Лях замер в напряженной позе, словно охотничья собака, сделавшая стойку. Как ни фальшивил Арсений, изображая интеллектуала, страдающего в окружении быдла, спектаклю это повредить не могло. ТАМ было полно людей воображающих (или искренне считающих) себя умнее других, а на деле являющихся копией чеховского автора «Письма ученому соседу». ЗДЕСЬ подобные «умники» попадаются реже, но сам по себе типаж неистребим. Принял лях трепотню Арсения за чистую монету или посчитал его дураком с претензиями, не имело значения – задачу свою, как ее понял Мишка, ратник выполнил. Пленник увидел для себя шанс на спасение – заинтересовать боярича, который среди этих дикарей царь и бог, улучшить свое нынешнее положение, занять возле него место интересного собеседника, скрашивающего скуку, а там, глядишь, и советника…
Тем временем Молчун, прикончив мясо, пристроил свою кость на пеньке и вытянул из-за спины топор…
– Ха-а!!
Кость разошлась вдоль, и брызнувший во все стороны мозг попал ляху на лицо…
– Скотина!

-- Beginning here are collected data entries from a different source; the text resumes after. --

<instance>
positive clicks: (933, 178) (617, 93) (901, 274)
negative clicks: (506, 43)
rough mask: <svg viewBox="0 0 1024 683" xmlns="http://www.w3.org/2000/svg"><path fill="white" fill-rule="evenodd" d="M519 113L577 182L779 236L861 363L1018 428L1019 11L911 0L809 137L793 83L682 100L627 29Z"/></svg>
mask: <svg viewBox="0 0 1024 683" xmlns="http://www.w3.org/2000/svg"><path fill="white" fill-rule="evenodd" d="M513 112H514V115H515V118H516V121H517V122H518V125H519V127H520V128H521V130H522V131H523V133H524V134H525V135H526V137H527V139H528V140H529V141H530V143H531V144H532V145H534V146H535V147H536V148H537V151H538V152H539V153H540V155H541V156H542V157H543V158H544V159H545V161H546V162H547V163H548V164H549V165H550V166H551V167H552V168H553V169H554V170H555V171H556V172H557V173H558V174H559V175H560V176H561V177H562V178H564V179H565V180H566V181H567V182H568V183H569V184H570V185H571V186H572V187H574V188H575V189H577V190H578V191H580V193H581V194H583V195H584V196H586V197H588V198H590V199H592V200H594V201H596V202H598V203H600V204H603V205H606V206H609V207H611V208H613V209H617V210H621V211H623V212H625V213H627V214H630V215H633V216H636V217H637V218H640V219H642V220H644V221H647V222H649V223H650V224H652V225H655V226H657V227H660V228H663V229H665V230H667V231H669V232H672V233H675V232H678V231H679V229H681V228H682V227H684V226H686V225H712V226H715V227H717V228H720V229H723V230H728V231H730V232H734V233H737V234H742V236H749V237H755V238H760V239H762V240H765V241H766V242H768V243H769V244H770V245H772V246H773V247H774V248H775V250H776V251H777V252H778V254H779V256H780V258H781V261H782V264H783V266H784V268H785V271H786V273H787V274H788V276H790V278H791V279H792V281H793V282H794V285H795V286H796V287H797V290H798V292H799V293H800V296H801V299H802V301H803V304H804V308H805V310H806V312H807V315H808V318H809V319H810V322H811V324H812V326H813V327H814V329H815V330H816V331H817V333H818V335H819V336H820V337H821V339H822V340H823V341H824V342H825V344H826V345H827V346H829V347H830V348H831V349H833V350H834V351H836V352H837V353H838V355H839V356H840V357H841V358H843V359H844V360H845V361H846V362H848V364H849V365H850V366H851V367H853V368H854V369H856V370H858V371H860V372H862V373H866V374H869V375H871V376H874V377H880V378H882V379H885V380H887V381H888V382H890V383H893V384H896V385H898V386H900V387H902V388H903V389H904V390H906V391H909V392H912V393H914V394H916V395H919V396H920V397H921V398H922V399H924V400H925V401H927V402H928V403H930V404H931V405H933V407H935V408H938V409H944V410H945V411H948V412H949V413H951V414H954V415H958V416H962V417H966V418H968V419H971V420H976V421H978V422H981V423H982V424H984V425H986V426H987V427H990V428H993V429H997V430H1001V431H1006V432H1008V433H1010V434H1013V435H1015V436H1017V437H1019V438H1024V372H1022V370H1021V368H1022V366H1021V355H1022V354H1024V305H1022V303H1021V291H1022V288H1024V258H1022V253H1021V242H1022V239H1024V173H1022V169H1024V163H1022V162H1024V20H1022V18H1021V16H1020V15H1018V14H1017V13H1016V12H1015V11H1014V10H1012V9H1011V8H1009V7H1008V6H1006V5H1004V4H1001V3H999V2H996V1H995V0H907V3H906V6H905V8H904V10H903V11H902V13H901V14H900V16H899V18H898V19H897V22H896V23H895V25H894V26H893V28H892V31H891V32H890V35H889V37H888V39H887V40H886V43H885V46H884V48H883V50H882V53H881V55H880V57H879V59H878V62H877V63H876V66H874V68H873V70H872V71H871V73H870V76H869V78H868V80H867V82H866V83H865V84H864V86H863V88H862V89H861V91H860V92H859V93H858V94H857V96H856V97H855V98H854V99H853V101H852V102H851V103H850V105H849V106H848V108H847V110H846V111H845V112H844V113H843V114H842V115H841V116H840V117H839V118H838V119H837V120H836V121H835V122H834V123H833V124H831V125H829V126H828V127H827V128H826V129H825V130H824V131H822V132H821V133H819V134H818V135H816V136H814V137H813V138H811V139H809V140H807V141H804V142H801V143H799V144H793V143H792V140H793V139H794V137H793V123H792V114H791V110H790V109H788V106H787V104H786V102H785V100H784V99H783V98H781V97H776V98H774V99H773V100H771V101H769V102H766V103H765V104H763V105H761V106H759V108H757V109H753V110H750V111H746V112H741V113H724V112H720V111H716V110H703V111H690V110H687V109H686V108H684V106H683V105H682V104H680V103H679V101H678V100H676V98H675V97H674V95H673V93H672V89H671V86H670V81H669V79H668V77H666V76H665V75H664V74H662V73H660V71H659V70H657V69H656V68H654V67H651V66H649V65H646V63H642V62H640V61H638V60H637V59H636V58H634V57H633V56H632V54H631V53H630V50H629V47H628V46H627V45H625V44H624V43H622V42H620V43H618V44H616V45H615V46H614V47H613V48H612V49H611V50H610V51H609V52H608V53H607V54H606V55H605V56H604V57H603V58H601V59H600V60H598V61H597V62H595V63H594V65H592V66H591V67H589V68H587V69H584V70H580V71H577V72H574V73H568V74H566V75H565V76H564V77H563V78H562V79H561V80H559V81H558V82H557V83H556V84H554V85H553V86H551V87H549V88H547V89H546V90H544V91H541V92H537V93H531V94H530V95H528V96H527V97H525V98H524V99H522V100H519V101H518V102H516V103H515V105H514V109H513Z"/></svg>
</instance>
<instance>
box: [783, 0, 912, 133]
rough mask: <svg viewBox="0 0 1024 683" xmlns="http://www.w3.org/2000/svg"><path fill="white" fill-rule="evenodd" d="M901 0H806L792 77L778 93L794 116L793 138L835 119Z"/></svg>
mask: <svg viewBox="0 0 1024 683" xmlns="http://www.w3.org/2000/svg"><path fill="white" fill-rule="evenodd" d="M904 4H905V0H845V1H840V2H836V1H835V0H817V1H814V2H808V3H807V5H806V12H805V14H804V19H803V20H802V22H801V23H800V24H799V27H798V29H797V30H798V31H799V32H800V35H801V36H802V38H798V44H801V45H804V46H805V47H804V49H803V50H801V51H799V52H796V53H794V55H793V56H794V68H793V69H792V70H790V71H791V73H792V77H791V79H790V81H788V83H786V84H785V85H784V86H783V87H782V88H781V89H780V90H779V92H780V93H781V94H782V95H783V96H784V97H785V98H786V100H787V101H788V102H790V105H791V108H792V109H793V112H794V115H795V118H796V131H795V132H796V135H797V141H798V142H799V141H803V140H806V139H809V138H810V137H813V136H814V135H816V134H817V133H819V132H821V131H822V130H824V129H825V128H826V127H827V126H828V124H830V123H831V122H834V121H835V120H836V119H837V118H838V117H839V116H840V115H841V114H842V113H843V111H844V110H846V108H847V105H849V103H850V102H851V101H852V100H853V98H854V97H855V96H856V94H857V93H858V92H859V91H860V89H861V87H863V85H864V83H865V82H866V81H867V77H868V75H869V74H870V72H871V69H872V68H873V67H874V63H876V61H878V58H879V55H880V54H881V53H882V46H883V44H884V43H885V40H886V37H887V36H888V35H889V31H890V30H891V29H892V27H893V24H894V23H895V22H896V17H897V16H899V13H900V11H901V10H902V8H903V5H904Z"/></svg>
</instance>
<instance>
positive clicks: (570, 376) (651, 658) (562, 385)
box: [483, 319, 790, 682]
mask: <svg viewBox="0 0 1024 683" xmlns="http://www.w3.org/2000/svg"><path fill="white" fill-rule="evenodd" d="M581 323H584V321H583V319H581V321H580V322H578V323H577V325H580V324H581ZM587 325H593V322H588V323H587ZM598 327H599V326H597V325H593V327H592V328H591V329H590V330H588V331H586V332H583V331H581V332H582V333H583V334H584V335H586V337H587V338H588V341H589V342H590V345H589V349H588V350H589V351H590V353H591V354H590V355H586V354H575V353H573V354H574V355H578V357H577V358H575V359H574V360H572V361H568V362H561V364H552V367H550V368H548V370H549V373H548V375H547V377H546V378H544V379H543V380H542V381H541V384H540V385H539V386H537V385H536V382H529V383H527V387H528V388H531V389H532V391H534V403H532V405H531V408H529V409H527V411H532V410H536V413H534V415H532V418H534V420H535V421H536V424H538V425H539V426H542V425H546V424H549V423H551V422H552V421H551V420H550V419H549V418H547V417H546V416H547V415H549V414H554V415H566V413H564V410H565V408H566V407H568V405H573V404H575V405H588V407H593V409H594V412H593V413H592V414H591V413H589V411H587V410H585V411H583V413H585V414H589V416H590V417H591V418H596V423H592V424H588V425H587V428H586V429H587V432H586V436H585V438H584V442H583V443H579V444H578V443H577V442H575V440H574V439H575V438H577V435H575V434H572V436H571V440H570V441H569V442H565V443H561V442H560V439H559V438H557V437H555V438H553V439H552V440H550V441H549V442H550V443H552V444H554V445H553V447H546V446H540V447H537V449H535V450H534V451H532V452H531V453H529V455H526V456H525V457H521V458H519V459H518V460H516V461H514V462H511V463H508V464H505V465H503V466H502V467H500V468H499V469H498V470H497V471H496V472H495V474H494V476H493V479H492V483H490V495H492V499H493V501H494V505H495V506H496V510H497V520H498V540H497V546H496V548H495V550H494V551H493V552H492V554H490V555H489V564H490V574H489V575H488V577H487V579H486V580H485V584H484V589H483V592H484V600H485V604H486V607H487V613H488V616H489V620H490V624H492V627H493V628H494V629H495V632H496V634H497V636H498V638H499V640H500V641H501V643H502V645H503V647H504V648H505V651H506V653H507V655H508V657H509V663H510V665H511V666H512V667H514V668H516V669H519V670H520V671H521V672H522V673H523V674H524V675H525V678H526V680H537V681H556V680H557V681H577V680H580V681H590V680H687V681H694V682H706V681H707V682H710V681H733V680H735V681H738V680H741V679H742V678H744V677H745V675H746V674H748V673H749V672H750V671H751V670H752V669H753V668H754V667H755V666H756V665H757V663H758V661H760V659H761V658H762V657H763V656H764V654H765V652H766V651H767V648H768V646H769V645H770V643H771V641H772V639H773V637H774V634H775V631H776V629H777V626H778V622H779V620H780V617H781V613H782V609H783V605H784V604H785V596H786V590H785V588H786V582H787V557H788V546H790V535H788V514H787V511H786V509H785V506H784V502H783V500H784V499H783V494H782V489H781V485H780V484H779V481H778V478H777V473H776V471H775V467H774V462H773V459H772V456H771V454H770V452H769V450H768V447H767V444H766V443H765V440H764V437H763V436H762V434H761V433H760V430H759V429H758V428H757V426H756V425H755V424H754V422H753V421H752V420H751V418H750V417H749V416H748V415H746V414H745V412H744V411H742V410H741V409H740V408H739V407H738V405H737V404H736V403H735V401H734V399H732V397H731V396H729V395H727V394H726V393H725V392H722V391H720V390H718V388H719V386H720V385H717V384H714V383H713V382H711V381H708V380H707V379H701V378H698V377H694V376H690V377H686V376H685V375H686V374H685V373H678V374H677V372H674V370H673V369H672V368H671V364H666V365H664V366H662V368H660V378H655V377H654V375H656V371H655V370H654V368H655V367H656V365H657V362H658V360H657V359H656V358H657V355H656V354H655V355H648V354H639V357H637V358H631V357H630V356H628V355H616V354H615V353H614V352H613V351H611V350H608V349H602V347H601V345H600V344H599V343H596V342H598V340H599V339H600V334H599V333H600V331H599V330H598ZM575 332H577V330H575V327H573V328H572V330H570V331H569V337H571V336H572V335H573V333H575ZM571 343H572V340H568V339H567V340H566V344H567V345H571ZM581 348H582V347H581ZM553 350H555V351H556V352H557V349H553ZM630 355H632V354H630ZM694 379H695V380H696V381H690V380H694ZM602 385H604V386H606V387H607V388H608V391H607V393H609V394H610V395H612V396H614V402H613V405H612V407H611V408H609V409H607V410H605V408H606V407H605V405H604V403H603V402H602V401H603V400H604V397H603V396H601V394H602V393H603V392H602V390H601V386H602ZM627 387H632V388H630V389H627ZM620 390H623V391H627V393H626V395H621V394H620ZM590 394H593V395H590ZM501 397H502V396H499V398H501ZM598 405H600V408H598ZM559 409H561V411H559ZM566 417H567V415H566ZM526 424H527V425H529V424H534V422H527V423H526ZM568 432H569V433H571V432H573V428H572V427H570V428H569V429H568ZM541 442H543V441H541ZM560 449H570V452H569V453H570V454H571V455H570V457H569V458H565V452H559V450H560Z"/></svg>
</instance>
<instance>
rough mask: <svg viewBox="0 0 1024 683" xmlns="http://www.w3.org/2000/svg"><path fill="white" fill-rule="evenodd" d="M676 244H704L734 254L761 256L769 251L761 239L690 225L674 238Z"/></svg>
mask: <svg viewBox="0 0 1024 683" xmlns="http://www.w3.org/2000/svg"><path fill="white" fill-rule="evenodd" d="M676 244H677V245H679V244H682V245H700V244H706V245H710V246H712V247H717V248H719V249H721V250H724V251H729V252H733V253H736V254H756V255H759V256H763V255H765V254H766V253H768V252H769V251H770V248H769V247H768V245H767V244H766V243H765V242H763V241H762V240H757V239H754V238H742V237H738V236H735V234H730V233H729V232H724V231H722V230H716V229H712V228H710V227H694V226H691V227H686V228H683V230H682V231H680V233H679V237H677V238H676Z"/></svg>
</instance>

Не мог поосторожней? Рубаху же заляпаешь! – немедленно заверещал Арсений и снова со вздохом оборотился к ляху. – Во… Видал? А завтра таких еще полсотни привалит! Да воевода… Рудным его кличут. Вот уж зверь, куда там этому. Сколько кровушки пролил! И своих-то, кто не угодит, запросто живьем спалит, али в муравейник зароет. За то и прозванье свое получил! Я, уж как он появляется, стараюсь от боярича нашего без особой нужды далече не отходить. Боярич-то, хоть и молод, а все равно его слово здесь главное. И он ученого человека в обиду не даст…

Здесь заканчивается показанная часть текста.